VirnetX, an Internet security software and technology company, can’t claim in a retrial that Apple willfully infringed patents for FaceTime and other technologies, after the patent-holding company specifically disavowed that allegation in earlier court filings, Apple told a Texas federal judge on Wednesday.
In January 2014, VirnetX filed a motion with the U.S. District Court for the Eastern District of Texas seeking to supplement its infringement contentions against Apple, the defendant in a patent infringement lawsuit. And in May 2016 the company asked a Texas court to order Apple to stop providing its FaceTime and Messages features to customers, following the patent troll’s early court victory regarding patent infringement.

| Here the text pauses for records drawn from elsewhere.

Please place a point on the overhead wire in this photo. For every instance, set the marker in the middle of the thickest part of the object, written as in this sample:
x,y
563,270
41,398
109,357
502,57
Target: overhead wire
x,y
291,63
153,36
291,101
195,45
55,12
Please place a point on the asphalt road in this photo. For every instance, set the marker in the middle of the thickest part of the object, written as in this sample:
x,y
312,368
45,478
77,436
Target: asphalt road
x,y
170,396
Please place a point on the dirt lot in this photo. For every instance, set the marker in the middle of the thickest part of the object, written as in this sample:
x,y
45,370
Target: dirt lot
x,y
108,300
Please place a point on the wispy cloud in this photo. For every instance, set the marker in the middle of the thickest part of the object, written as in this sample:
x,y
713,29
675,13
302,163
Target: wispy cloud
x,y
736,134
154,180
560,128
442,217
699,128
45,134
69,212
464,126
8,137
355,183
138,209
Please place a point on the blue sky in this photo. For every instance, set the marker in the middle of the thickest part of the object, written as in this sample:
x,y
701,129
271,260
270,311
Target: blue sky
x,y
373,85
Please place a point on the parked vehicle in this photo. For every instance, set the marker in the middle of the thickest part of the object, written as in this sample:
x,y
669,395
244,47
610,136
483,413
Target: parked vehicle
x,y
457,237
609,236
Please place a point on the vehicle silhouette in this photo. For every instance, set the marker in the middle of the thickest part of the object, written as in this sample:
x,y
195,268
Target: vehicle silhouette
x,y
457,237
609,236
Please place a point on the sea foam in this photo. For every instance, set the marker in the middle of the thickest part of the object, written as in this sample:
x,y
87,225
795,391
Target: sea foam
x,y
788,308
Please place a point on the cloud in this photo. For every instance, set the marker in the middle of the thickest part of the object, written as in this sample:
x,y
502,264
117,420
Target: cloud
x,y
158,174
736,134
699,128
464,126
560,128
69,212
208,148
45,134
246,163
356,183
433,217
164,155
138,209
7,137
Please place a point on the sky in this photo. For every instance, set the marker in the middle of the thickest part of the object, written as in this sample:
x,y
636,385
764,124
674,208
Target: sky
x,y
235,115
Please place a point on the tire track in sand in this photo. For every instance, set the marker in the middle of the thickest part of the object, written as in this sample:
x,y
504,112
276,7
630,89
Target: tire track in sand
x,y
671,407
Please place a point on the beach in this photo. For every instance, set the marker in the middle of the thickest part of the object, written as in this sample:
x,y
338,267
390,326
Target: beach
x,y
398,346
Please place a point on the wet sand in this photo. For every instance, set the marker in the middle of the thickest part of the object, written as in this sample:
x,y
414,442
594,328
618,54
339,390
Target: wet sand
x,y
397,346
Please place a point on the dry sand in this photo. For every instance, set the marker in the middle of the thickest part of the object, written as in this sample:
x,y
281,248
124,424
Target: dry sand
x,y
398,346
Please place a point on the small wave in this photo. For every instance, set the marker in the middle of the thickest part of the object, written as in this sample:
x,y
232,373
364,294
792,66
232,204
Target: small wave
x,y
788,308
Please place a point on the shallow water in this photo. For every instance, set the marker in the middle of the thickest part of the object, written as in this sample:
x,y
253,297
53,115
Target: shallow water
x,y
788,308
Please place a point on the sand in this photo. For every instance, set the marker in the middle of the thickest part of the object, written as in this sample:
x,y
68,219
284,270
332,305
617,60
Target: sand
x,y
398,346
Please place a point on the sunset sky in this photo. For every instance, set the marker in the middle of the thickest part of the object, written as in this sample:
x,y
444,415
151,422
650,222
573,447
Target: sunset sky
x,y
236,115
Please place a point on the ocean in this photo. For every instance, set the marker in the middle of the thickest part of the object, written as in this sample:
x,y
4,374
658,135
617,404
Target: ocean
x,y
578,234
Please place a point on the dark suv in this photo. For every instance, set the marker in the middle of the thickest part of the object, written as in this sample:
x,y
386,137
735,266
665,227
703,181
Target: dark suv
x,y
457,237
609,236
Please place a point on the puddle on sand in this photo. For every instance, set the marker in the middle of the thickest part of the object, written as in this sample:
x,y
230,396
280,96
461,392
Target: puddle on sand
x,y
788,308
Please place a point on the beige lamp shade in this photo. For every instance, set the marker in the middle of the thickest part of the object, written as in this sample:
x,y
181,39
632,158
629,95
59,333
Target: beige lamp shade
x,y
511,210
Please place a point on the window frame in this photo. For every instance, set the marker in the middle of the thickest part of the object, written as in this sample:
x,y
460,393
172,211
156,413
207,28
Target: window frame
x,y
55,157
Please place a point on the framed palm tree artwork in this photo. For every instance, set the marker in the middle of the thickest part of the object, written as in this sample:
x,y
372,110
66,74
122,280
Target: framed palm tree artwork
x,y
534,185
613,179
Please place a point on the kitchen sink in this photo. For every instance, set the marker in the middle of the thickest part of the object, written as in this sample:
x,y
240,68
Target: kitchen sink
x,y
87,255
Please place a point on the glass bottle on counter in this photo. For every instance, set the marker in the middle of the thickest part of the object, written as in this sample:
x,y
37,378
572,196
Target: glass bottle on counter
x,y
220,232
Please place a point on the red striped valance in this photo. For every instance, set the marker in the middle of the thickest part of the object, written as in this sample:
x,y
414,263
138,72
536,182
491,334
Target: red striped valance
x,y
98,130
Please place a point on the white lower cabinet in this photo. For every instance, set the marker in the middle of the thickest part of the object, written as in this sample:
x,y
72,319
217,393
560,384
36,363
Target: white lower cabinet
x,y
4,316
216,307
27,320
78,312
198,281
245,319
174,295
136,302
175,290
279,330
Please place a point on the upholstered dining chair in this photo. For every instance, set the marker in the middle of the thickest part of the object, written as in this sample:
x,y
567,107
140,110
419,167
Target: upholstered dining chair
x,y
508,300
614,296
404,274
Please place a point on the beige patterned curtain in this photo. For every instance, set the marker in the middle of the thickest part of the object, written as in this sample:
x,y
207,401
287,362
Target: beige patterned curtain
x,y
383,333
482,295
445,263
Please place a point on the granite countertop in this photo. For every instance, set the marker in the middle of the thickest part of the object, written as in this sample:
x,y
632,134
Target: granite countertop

The motion alleged that Apple products, including products containing the redesigned VPN On Demand and Per App VPN features implemented in Apple’s iOS 7, continue to infringe VirnetX’s patented inventions. Some of the currently accused products in this lawsuit include the iPhone 5, iPod touch (fifth generation), iPad (fourth generation), iPad mini, and certain Macs.
However, in September 2014, a federal appeals court tossed out a $368 million jury award for patent infringement that VirnetX Holding won against Apple in 2012. The U.S. Court of Appeals for the Federal Circuit, a specialized Washington-based court that handles patent appeals, ruled the verdict was “tainted” by erroneous jury instructions in the case. This sent the case back to a trial court.